Q:
Which things require a child to be punished?
A:
Very many things. Of course, you must know children are human beings, and children, even little children, have seichel. So often you can talk to them. If you talk mussar to them, again and again, it goes into their heads, yes. You talk to children, it has an effect.
But sometimes, it goes in more deeply if you give a potch too. It says, תחת גערה במבין – “A rebuke goes into an understanding person, מהכות כסיל מאה – more than hitting a fool a hundred times” (Mishlei 17:10), but even hitting a fool helps it to go in too. So when a man did a sin of malkos, and the shaliach bais din picks up his whip and hits him b’chol kocho, with all of his strength on his neck and back, it’s supposed to go through the back, into the body, and into his mind.
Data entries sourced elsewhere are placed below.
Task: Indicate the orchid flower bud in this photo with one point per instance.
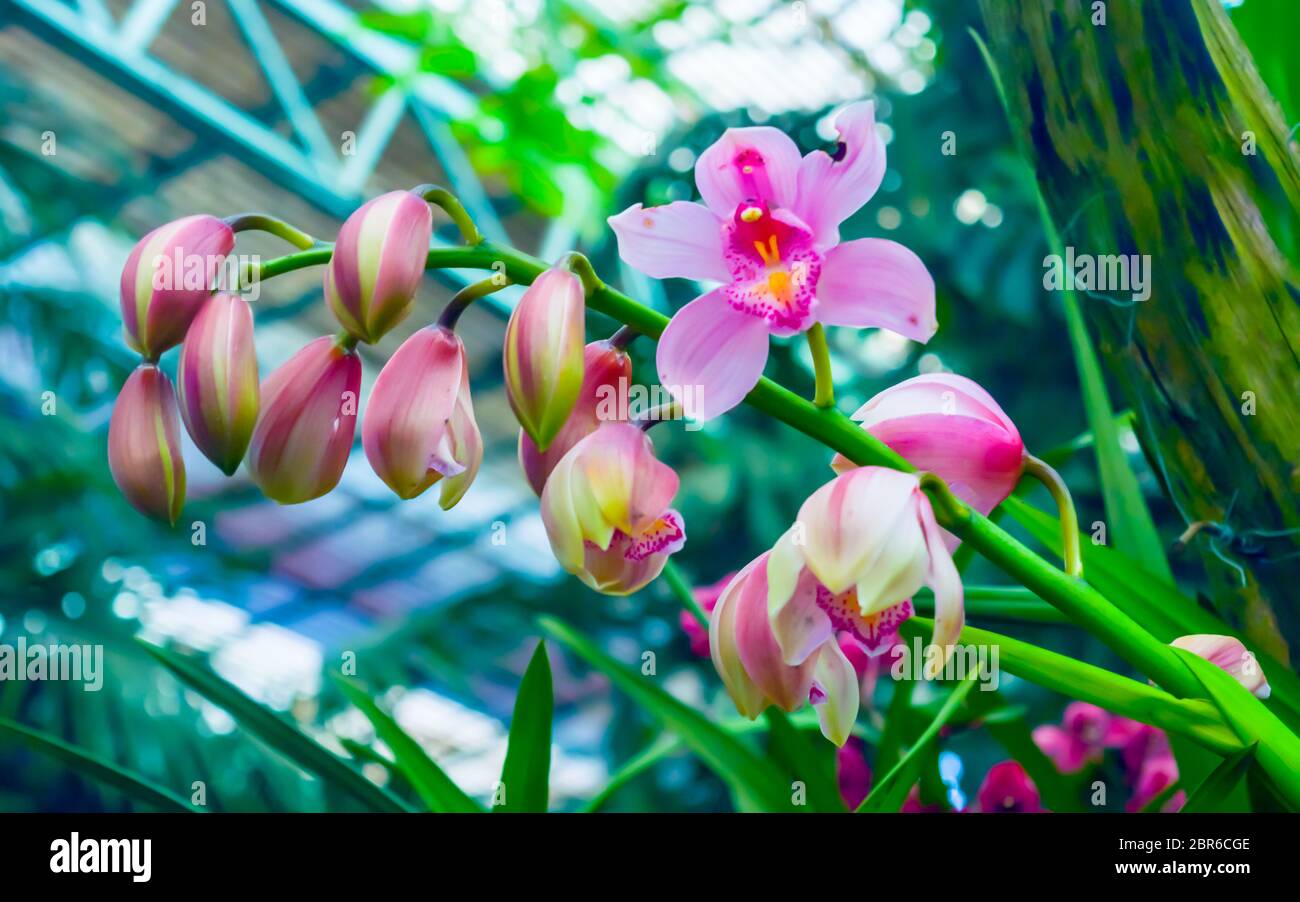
(420, 423)
(377, 264)
(168, 277)
(144, 445)
(606, 511)
(603, 367)
(308, 417)
(754, 670)
(1230, 655)
(544, 354)
(217, 381)
(950, 426)
(863, 543)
That’s how it’s supposed to go. And the person who’s being beaten should think, “I have to listen to that mussar. I should have listened to the mussar that I was taught by my father and mother. I should have listened to the mussar in the Yeshivah. But I didn’t, so now the mussar of the strap is teaching me an important lesson. It’s the Mesillas Yeshorim hitting me on the back.” He should think mussar thoughts.
Therefore, sometimes a little hit is good enough. Sometimes you need more. If a child does dangerous things, you have to hit him and hit him until he stops doing it. Because dangerous things, it’s piku’ach nefesh, danger to one’s life. What don’t you do to save a person’s life? Therefore, it depends on the kind of child, and it depends on the certain thing that he did. But there’s no question, sometimes punishment is very much justified.